Des musiciens ont donné des concerts gratuits. Dans les entreprises, des cadres et des employés ont renoncé à leur prime ou à la fête de fin d’année en faveur de la Hongrie. Dans les écoles, les élèves ont confectionné des milliers de couvertures.
Le 20 novembre, une fois l’insurrection écrasée par le régime soviétique, la Suisse a observé trois minutes de silence en hommages aux victimes.
Arrivée des réfugiés
Cette vague de solidarité a continué à l’arrivée des réfugiés hongrois. Entre novembre et décembre, le gouvernement suisse a décidé d’accueillir 14’000 personnes, entassées dans des camps de fortune en Autriche.
Transportés par trains spéciaux, les réfugiés ont été accueillis dans les gares par des milliers de personnes venues leur offrir de la nourriture, des habits, des cadeaux. D’abord hébergés dans des casernes, des bâtiments publics, des hôtels et des pensions, les Hongrois ont ensuite été répartis dans tous les cantons.
Générosité et anticommunisme
Et c’est souvent la population suisses qui leur ont offert des possibilités de logement, de travail ou de formation. Malgré les difficultés de communication et les différences culturelles, les réfugiés se sont rapidement intégrés.

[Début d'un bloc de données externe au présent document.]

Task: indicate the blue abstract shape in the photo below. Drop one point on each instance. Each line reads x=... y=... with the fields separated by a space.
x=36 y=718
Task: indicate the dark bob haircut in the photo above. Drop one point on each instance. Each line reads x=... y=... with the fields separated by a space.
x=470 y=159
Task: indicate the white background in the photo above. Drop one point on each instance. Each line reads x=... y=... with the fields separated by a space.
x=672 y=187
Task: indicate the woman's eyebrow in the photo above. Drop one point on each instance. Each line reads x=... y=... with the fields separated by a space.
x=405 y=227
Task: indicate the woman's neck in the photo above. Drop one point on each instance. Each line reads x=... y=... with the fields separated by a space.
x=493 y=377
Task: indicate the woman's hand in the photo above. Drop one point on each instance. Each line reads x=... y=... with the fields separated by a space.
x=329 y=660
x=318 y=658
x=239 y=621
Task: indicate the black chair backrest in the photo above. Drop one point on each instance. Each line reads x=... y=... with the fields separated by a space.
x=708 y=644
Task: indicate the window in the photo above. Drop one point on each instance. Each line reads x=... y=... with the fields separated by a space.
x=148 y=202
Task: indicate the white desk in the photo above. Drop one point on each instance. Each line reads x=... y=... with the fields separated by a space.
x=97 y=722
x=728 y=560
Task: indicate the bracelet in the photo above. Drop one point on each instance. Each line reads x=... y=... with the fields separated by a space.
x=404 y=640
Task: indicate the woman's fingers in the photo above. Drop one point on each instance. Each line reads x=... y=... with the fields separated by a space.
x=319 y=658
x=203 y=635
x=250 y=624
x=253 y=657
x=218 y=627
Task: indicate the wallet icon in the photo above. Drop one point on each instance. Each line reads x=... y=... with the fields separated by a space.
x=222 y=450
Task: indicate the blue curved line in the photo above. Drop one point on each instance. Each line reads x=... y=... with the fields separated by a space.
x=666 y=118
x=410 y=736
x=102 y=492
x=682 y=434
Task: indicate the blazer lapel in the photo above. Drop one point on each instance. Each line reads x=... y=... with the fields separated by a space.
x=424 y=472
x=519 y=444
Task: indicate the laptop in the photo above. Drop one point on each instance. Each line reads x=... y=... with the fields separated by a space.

De leur côté, les historiens font remarquer que cette aide ne répondait pas uniquement à un souci de générosité.
Il y avait d’autres motivations chez les Suisses, comme l’anticommunisme, le besoin de main d’œuvre en plein boom économique de ces années 50, ou encore une sorte de désir de se racheter après la fermeture des frontières à des milliers de réfugiés pendant la 2e Guerre mondiale.
«Il y a 50 ans, les Suisses ont démontré que la neutralité n’a rien à avoir avec de la passivité ou de l’indifférence. Aujourd’hui encore, la Suisse doit s’engager dans l’action humanitaire», a estimé lundi Moritz Leuenberger.
swissinfo, Armando Mombelli
(Traduction de l’italien: Isabelle Eichenberger)
Le 23 octobre 1956 à Budapest, une manifestation estudiantine s’est transformé en quelques heures en une immense marche de protestation contre le régime communiste, auquel avaient adhéré des centaines de milliers de Hongrois.
Le 24 octobre, la population d’autres villes est descendue dans la rue pour réclamer la liberté de la presse et d’opinion, des élections libres et l’indépendance vis-à-vis de l’Union soviétique.
Le 4 novembre, les troupes soviétiques ont écrasé dans le sang la révolte. Pendant ces événements d’une dizaine de jours, 2600 Hongrois ont été tués. Des milliers d’autres ont été emprisonnés et des centaines exécutés.
De novembre à décembre, 200’000 hongrois ont fui vers l’Europe occidentale. La Suisse en a accueilli environ 14’000.
Environ 4000 personnes de nationalité hongroise vivent actuellement en Suisse.
Quelque 1600 Suisses résident en Hongrie. La grande majorité sont d’anciens réfugiés hongrois retournés dans leur pays à la retraite.